Medical science about the human brain’s neurology has yet to uncover and explore more details on hypnagogic hallucinations. Recent studies have revealed a connection between hypnagogic hallucinations and narcolepsy, sleep paralysis and another type of anxiety disorder. However, many people have, at a certain time, experienced one or more instances of hypnagogic hallucination without knowing the reason for sure. Direct causes of this hallucination is yet unknown. On the other hand, here are a number of potential hypnagogic hallucinations causes.
Some common causes of hypnagogic hallucinations are sleep deprivation, exhaustion, stress, drugs, disease, mental illness, brain damage, electrical or neurochemical activity in the brain, meditation and/or sensory deprivation. These common causes are found to trigger hallucinations at the boundary between waking and sleeping. They trigger hallucinations that occur when people start to fall asleep or begin to wake up. The hallucinations triggered by the ones mentioned above are often very vivid occasions of hearing and seeing things in sleep; often they are frightening and can result to a sudden jerk along the boundary of sleep and waking.

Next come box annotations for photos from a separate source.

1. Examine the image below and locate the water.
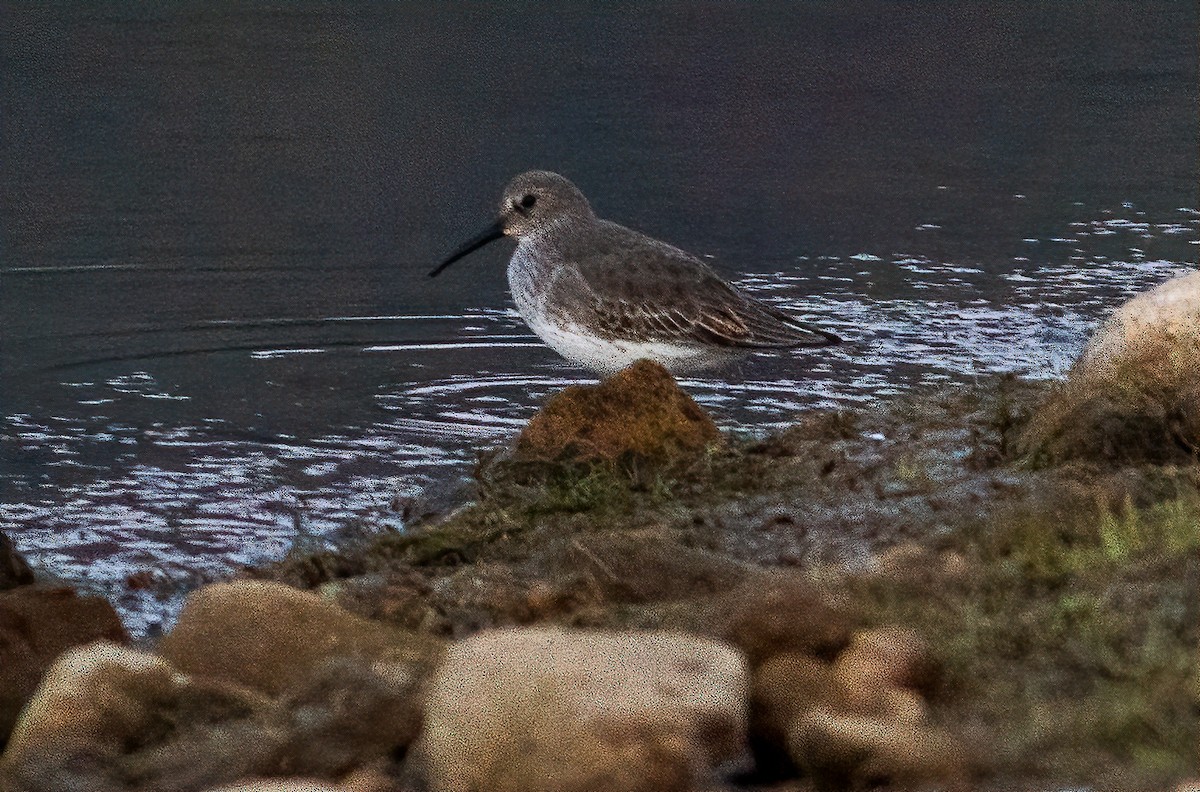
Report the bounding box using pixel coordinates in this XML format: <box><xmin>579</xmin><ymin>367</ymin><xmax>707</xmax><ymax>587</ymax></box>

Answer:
<box><xmin>0</xmin><ymin>2</ymin><xmax>1200</xmax><ymax>632</ymax></box>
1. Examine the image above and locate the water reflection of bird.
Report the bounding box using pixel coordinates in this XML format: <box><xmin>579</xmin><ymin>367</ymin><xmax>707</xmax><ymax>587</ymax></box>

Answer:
<box><xmin>430</xmin><ymin>170</ymin><xmax>840</xmax><ymax>374</ymax></box>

An explanation for the occurrence of hypnagogic hallucination is its simultaneous occurrence with sleep paralysis. Hormones normally paralyze the muscles during a person’s normal restorative stage of sleep. This paralysis prevents the sleeper from acting out his or her dreams during the “rapid eye movement” (REM) period. The sleep paralysis occurs when the person remains to be cognitively alert even after the body has been paralyzed. When the person mentally wakes up before the paralytic effects of the hormone wears off, hallucinations that are auditory, visual or tactile often occur. These are now the hypnagogic hallucinations that give the sleeper a feeling of rapidly falling to the ground, being held down or being watched by a certain someone or something unseen.
In theory, any kind of substance or event that causes sleep pattern disruption becomes a probable factor that will increase the likelihood of an occurrence of hypnagogic hallucination. And when there is an elevated level of stress or anxiety, the more likely this theory holds true.
Hypnagogic hallucinations may happen for no particular reason. But when the sleep disturbance becomes chronic, the tendency is the accompanying hallucinations become pathological. When a person starts to experience numerous hypnagogic hallucinations, then going to a physician for a medical check-up must be done. A mental health professional can also be of help in providing probable subconscious causes. Psychologists are also helpful in providing advice and tips for people who become shaken by hypnagogic hallucinations. Whatever the cause may be, whether clear or not, seeking medical attention will be for medical science’s advancement and also the sleeper’s benefit.